I watched Oz: The Great and Powerful this weekend, and I was unimpressed. It isn’t a terrible movie, but neither can I find much to recommend about it. I could go into my usual complaints about prequels being answers to questions I never asked, and how those answers are almost always completely unsatisfying and unnecessary. I could write about how such stories tend to end up as highly polished professional fanfiction (though I have nothing against fanfiction in general). I could talk about the nostalgia trap, as I so often have, where we would rather reboot or recreate something we know we already love rather than take a chance on something new and how often that backfires, creating stories that lose most of their original charm while failing to remain relevant.
I could do that, but it’s all stuff I’ve written before. Nobody really cares. Hell, I’m not even sure I care at this point.
Instead, let’s talk about the real peril of nostalgia. This one doesn’t get brought up a lot, but it should. Basically, while I agree human nature hasn’t changed much in a thousand years, how we choose to express ourselves and our cultural norms do shift. Taking something harmless from the 50’s doesn’t make it so harmless in the present, and by re-enacting old ideas and stories, we risk wallowing in troublesome ideas that might be better off forgotten (or at least left in the dustbin of the past).
For me, the good and bad witches of Oz are a terrific example. While there’s no doubt there’s a lot of baggage still when it comes to sexuality and attractiveness, especially how society chooses to portray women, it doesn’t help anything to carry forward the old baggage. To spell it out: There is a real underlying theme that attractiveness equals good while ugliness equals evil. And perhaps that’s not unusual, and as far as I can tell, a near universal idea, but it shouldn’t be.
The three witches of Oz are all attractive in the beginning. But the “good” witch is also the very white, very blonde one. Meanwhile, the other two witches have dark complexions and dark hair. They are certainly very attractive women though, so it isn’t quite the broken moral it becomes. The notion that light complexion equals a more trustworthy person isn’t exactly new. It is, some sociology experiments, innate within us. Yes, even in cultures where everyone is dark, the lighter shade of dark is generally considered more attractive and beautiful. There might be cultural exceptions, but there aren’t many I, as a resident of the Western world, see all that often.
So Glinda is a petite blonde who dresses all in white, and she is unquestionably good while the other two witches are either outright evil OR confused and temperamental.
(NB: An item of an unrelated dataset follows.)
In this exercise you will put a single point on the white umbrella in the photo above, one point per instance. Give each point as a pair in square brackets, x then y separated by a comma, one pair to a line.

They are also both more obviously sultry than the good witch, which once again suggest that a woman with any overt sexuality is a questionable ally.
At the end of the film, Glinda has been reduced to a sexual trophy (one that isn’t too naughty though), and the other two witches are revealed to be evil for all of Oz to see. You can tell because they are no longer pretty. The trend doesn’t stop at the witches though. All of the wizard’s allies are attractive. The flying monkey is cute. The little China Girl is the embodiment of the delicate little white girl (literally) who has had her entire beautiful delicate village crushed by savage flying baboons but is delivered to happiness by a couple of nice white people. Even the Munchkin and Tinkerer (both at least played by ethnic actors) are still relatively attractive folks, adorable in their own way.
Even the flying monkey is a great example of the assumed virtue of attractiveness. Once we are introduced to a heroic flying monkey, the evil version must be horrific and terrifying flying baboons. In a film that is a prequel to the original film, it is one of the elements changed. No doubt the reason was to make the monkeys more terrifying, but it also creates the impression that if something is cute, it must be harmless and friendly. But ugly creatures are worth fearing.
Now I’m not going to suggest that the filmmakers intended this lesson. I’m only suggesting that by adapting an old story where the wicked witches were ugly and the good witch was beautiful that these accidental morals were difficult, if not impossible, to reinforce. And what was once invisible to an older audience isn’t (or shouldn’t be) quite as invisible to a modern one.
Ultimately, Oz succeeds in only being a shadow of an original, saddled with all the baggage while unable to surprise or amaze by its very nature. There is nothing surprising about this Oz. It’s just that familiar old place with a new coat of paint slapped on it. It isn’t necessary, and it doesn’t accomplish much.
But, hey, at least the ugly people get banished.